Area A (Fig. 3). Remains of an ancient road (L104; length c. 7.5 m, width c. 2.5 m), running in a northwest–southeast direction, consisted of a thin layer of small fieldstones on the bedrock surface. The road was bordered by two walls of coarsely worked, large fieldstones (average size 0.6 × 0.7 m), set on their narrow side on the bedrock. Three courses of the northern wall (W107; height 0.45 m; Fig. 4), and a single course of the southern wall (W109; height 0.15 m), were extant. The spaces between the stones of the wall were filled with small fieldstones (max. width 0.1 m). Pebbles found near the road probably originated from an ancient stream bed. A few unidentifiable sherds were retrieved in the accumulation layer overlying the road (L100), as well as a flint hand-axe characteristic of the Lower Paleolithic, which had been secondarily transformed into a core from which flakes had been knapped (B1000/1; Fig. 5). The phenomenon of hand-axes transformed into cores is known from some contemporary sites; some scholars consider that this is initial evidence of the Levallois technology (De Bono and Goren-Inbar 2001; Marder, Milevski and Matskevich 2005).

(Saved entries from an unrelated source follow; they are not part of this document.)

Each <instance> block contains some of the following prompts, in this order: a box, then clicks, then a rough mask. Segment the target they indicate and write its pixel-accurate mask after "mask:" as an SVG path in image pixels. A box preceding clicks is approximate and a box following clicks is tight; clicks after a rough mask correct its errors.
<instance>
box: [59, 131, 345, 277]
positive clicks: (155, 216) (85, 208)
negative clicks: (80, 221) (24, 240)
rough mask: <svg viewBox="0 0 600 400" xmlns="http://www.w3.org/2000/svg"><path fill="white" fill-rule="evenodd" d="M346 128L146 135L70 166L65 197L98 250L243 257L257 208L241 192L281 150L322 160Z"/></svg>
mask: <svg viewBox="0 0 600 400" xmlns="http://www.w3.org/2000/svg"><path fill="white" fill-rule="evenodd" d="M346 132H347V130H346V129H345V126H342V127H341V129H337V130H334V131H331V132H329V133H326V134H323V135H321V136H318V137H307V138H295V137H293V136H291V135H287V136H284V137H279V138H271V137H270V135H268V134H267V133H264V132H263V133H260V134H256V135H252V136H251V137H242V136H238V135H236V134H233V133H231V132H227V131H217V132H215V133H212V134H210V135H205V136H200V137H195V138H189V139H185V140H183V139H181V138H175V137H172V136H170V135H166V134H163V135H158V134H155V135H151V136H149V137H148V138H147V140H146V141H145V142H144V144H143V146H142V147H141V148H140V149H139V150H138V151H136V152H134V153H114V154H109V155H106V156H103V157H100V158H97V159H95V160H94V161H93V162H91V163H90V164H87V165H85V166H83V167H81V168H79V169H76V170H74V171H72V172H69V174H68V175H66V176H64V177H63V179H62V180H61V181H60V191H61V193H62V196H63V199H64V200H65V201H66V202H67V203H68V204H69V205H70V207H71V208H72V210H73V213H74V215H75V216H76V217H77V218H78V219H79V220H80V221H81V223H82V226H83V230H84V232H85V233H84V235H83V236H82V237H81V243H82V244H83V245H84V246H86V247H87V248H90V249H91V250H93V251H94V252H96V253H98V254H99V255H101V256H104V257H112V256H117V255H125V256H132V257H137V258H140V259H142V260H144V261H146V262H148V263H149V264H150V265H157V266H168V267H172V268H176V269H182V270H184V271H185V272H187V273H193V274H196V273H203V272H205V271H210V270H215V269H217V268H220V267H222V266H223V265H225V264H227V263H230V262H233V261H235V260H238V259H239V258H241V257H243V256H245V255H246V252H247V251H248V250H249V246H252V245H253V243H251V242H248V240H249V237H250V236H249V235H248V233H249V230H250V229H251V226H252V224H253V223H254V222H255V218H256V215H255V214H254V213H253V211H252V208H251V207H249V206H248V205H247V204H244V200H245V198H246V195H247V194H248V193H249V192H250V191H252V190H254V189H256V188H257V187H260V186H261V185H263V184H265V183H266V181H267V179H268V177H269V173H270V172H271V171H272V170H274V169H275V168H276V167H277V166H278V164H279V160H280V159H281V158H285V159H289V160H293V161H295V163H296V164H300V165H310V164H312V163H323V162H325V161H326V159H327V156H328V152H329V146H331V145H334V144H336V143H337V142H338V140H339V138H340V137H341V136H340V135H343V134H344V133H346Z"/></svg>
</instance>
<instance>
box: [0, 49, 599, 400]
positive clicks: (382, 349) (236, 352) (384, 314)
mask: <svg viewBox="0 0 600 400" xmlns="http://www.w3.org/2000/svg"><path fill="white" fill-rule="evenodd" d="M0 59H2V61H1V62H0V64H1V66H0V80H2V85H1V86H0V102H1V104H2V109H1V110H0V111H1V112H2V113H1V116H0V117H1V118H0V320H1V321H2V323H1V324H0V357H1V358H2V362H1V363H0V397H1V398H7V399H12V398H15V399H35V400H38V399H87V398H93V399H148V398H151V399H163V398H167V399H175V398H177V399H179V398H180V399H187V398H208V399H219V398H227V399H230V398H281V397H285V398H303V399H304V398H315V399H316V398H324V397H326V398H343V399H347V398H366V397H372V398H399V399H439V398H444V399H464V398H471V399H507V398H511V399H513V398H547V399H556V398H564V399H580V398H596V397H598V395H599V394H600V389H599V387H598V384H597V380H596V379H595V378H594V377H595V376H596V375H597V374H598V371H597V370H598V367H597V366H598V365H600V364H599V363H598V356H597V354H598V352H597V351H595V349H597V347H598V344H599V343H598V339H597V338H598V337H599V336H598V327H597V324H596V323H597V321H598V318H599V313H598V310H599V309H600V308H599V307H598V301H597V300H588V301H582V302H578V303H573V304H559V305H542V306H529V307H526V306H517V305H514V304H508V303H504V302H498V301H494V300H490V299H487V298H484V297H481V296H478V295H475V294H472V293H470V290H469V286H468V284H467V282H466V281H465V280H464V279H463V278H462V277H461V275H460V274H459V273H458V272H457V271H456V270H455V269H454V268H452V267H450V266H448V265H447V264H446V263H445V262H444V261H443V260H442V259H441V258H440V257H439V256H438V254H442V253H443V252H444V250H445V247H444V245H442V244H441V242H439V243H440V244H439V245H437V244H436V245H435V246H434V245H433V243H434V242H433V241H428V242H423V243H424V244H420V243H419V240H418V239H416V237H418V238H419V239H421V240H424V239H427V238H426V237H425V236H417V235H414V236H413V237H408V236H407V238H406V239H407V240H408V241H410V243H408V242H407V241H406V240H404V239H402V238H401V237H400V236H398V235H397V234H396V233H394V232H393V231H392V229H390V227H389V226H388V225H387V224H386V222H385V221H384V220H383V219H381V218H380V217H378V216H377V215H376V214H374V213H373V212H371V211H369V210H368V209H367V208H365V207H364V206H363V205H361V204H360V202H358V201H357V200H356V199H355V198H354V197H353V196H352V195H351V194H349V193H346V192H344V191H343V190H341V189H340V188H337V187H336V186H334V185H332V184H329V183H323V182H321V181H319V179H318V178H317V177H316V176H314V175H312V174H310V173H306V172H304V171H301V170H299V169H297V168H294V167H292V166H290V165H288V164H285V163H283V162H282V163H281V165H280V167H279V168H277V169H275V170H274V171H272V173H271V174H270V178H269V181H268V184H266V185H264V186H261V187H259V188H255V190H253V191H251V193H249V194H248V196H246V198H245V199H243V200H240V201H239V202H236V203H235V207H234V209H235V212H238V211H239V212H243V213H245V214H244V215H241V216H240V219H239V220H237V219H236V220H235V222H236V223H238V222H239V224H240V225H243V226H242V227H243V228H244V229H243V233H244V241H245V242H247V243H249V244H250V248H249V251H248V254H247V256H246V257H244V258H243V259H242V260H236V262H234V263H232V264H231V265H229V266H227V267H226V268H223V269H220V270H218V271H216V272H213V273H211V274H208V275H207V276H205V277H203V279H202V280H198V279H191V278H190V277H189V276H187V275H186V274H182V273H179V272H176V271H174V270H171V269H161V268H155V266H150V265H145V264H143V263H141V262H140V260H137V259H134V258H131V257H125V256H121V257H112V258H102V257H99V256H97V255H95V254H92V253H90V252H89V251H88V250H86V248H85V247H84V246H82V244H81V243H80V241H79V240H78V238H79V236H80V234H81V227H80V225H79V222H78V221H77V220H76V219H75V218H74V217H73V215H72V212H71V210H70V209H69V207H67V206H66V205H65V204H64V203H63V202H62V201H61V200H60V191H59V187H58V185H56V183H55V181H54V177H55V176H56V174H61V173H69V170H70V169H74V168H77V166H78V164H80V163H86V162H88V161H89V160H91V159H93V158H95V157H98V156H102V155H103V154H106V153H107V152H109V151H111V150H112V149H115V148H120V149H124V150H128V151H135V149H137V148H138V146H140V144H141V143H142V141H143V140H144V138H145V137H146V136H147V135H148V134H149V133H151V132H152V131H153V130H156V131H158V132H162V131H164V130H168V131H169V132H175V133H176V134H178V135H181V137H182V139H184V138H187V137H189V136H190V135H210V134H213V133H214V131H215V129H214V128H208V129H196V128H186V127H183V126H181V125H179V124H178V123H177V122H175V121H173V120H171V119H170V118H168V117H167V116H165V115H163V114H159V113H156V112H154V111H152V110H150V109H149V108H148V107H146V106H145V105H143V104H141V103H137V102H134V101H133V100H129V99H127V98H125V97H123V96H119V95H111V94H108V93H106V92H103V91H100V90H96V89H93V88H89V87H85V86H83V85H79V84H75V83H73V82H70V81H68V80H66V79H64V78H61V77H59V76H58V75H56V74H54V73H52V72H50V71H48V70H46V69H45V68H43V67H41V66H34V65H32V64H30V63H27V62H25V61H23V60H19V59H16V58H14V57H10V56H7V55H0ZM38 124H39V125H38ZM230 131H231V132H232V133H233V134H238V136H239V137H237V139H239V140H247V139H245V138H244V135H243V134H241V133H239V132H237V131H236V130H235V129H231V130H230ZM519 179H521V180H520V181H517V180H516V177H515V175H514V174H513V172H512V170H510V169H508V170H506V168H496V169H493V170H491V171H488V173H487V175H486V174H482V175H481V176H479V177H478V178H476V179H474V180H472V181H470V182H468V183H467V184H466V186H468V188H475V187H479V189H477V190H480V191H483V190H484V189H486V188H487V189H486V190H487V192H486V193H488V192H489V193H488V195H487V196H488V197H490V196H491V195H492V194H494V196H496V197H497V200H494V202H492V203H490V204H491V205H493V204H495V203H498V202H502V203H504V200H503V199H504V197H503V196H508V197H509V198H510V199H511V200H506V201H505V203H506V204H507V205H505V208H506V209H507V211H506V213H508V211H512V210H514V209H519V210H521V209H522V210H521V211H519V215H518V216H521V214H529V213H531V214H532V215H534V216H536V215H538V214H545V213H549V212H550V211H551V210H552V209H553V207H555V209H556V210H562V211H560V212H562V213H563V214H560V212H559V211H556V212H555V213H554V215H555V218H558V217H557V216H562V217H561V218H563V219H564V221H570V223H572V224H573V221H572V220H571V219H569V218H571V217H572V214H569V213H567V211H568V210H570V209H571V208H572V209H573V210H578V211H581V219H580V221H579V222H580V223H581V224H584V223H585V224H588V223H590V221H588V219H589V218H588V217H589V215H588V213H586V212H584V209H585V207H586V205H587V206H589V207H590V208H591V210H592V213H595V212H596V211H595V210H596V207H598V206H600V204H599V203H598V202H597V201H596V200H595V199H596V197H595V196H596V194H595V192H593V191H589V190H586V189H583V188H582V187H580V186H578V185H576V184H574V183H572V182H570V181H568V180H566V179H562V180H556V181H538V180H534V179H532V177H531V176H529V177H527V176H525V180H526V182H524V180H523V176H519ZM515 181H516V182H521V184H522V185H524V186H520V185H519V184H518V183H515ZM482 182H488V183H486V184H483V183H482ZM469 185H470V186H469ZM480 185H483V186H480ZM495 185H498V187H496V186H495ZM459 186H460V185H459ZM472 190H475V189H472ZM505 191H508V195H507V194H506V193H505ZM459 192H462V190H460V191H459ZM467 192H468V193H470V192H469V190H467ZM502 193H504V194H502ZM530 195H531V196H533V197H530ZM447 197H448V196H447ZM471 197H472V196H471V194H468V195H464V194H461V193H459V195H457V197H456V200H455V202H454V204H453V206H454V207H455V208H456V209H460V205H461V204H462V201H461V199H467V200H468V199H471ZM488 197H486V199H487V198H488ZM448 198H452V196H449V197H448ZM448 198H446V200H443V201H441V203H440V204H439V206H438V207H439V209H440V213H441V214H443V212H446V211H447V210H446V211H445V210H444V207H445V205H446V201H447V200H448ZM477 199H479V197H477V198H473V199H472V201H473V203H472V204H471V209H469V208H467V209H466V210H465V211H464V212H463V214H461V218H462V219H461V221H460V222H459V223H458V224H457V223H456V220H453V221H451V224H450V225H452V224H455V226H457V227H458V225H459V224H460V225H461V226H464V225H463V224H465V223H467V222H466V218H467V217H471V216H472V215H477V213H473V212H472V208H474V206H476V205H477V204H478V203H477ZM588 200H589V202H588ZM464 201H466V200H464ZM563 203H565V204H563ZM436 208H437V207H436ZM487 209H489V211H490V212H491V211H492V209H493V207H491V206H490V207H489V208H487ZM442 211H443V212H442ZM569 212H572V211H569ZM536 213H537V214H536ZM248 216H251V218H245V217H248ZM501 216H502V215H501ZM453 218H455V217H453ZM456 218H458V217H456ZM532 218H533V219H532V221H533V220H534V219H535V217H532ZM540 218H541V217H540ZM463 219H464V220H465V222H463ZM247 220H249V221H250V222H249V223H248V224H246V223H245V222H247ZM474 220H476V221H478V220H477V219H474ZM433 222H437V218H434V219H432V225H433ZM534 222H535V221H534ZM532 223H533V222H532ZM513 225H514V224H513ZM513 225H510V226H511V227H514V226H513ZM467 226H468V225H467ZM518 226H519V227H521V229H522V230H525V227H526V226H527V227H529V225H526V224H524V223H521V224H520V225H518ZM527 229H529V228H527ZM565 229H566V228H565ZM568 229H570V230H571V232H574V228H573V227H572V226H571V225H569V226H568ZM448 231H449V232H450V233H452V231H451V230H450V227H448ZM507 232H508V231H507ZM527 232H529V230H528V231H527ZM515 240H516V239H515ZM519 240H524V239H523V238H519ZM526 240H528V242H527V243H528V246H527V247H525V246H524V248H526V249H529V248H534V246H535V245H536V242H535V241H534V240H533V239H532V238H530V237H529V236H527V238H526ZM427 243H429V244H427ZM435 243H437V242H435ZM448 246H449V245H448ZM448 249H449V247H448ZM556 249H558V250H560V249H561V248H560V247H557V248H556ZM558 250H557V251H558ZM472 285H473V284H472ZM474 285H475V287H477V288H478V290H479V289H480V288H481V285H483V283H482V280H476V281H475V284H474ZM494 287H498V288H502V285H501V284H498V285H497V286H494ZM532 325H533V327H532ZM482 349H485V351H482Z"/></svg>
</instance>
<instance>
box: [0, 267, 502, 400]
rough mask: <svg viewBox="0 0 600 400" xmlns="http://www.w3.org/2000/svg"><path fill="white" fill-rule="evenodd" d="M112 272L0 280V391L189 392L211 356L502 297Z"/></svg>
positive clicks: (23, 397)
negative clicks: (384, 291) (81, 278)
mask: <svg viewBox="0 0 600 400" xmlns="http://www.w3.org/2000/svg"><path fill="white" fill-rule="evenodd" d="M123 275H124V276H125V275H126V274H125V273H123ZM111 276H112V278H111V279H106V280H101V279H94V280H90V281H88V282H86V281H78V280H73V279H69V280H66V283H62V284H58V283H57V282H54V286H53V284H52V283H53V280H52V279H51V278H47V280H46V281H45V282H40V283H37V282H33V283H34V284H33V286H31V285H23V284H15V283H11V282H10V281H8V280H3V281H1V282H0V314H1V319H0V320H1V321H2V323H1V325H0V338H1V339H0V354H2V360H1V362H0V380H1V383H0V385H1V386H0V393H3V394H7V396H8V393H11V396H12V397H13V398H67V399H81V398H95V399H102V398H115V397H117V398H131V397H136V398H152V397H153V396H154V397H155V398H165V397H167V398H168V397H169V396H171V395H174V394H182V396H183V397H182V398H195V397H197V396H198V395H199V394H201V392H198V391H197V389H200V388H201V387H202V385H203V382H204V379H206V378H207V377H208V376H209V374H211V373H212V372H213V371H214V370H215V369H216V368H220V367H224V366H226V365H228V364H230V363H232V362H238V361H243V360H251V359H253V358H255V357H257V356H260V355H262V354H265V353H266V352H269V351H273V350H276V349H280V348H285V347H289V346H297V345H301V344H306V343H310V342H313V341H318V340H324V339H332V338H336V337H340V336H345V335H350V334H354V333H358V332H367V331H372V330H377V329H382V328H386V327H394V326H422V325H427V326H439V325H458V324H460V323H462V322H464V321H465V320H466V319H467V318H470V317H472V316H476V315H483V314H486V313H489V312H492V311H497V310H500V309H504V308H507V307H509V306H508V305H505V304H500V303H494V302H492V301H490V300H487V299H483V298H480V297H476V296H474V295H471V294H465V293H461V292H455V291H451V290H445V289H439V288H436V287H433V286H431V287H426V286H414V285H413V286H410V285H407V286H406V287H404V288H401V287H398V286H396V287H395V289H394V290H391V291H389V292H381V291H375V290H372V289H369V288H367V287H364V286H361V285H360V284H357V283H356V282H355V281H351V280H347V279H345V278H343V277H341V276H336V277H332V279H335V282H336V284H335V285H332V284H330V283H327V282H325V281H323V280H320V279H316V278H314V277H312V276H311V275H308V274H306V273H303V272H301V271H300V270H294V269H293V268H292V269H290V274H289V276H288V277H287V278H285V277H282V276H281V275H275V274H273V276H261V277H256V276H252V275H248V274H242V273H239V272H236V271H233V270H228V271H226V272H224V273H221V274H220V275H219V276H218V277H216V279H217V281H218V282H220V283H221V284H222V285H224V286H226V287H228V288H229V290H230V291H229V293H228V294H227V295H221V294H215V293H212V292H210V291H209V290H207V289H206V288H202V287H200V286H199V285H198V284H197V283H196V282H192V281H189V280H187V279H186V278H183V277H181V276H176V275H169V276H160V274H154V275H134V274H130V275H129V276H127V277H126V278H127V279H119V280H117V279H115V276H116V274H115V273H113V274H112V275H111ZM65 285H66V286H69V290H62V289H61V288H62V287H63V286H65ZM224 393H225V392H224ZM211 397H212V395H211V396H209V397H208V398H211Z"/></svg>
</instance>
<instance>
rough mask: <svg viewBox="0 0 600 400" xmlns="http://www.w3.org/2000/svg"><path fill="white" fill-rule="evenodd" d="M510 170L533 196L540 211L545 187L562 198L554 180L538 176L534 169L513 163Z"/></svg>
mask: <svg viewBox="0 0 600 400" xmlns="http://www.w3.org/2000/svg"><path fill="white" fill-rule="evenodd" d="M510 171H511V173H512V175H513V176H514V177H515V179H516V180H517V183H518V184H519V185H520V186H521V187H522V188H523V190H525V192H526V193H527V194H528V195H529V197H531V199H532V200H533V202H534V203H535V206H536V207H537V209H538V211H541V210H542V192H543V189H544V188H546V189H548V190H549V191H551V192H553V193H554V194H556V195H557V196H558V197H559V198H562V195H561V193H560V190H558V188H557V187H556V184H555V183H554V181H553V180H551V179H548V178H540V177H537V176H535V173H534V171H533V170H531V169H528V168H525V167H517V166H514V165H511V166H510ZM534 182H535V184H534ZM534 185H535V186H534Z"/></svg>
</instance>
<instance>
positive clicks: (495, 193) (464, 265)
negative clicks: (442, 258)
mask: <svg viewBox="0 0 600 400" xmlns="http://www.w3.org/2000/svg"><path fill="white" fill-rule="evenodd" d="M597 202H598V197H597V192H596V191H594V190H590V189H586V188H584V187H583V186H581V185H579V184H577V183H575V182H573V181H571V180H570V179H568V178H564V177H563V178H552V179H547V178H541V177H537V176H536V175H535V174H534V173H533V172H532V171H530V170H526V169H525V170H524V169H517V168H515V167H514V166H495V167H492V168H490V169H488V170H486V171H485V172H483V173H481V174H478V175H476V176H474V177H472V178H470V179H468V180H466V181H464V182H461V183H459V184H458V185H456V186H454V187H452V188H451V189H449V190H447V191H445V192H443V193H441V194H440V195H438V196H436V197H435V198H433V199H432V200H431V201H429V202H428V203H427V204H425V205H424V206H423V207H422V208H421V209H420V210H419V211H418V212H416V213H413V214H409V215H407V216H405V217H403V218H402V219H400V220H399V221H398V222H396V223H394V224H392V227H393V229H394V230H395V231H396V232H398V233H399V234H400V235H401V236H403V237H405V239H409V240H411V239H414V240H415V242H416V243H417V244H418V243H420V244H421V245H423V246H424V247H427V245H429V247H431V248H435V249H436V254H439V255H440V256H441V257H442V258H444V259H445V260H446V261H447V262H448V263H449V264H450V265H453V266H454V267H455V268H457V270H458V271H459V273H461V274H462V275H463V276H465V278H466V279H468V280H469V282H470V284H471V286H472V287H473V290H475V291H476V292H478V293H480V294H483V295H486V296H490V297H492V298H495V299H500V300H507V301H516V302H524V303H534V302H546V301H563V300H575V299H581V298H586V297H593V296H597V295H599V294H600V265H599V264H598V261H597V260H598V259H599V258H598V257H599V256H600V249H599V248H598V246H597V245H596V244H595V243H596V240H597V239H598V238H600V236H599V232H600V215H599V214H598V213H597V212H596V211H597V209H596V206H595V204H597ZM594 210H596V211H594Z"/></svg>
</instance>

Area B (Fig. 6). This area revealed additional parts of the road uncovered in Area A (L212–L215; Fig. 7–9). The road was bordered on both sides by walls built of large fieldstones set on the bedrock (W204–W206; height 0.35–0.44 m, average width 0.8 m). The walls were mostly extant for one, or sometimes two, courses. The gaps between the large stones were filled with small fieldstones (max. width 0.2 m). Pottery sherds found between the stones included a jar from the transitional Persian–Hellenistic period (Fig. 10:2), a casserole with a wide ledged rim from the Hellenistic period (Fig. 10:3), bag-shaped jars from the Roman period (Fig. 10:5, 6), a bowl with a shallow disc base (Fig. 10:9) and an imported PRSW bowl (Fig. 10:11), both from the Byzantine period. Five bronze coins were found on the general surface layer in Area B (L208, not marked in plan; Table 1).
Table 1. Coins from Area B (L208)
Half follis of Mauricius Tiberius (city coin of Constantinople [?]; 599/600 CE)
Coin of Arcadius (city coin of Antioch; 383 CE)
Coin from the fourth–fifth centuries CE
Coin of Arcadius (city coin of Antioch; 383–408 CE)
Roman coin (383–395 CE)
Area C (Fig. 11). Two segments of another road, running in a northeast–southwest direction, were exposed (L303, L305; Fig. 12). The road was paved with a small fieldstone layer and bordered by two walls (W302, W304) built of large stones (max. width 0.8 m), with a small stone fill (max. width 0.2 m); the walls were extant for a single course. At the southwestern edge of Area C, a Roman Provincial bronze coin was found (L307, B3011; Ascalon [?] coin; IAA 164856), dated between the late first century CE to 270 CE. Pottery sherds retrieved between the stones of the road included a cooking pot from Iron Age IIB (Fig. 10:1), a cooking pot from the Hellenistic–Roman period (Fig. 10:4), a cup from the late Roman period (Fig. 10:7), and a bowl (Fig. 10:8) and an imported PRSW bowl (Fig. 10:10), both from the Byzantine period.
Flint Finds
Maya Oron
The excavation revealed 45 worked flint items, mostly worn and covered with thick orange-yellow patina. A few were better preserved and made of gray, cracked flint of the Mashash Formation. Most of the items were stone-trimming debris and amorphous cores that could not be attributed to a specific culture or period. The indicative items in the assemblage include a core and a few flakes that were worked in the Levallois technique, characteristic of the Lower Paleolithic period. The findings were not discovered in situ; they were probably washed here along a streambed from a nearby prehistoric site located upstream, possibly from adjacent Tel Bahan.
The remains exposed were probably parts of two local roads (Fig. 13: Nos. 20, 21), which according to their orientation, may have diverged from two points on the major Roman Caesarea–Nablus road and led to Horbat Siv. These two roads are probably associated with roads that were uncovered in the past (Sa‘id and ‘Ad 2011:71–72; Figs. 13: Nos. 28, 29). The several roads leading to and from Horbat Siv may be associated with the many installations reflecting extensive agricultural and industrial activities that were exposed in Sa‘id and ‘Ad’s excavation (2011:86), and with the need to transport agricultural produce to several regions, or to a nearby port city. It may also be assumed that the proximity of the streambed to cultivated plots occasionally required the construction of new access roads, due to flooding. The roads could not be precisely dated, but the latest sherds and coins may attest to the last period of use, probably in the Byzantine period.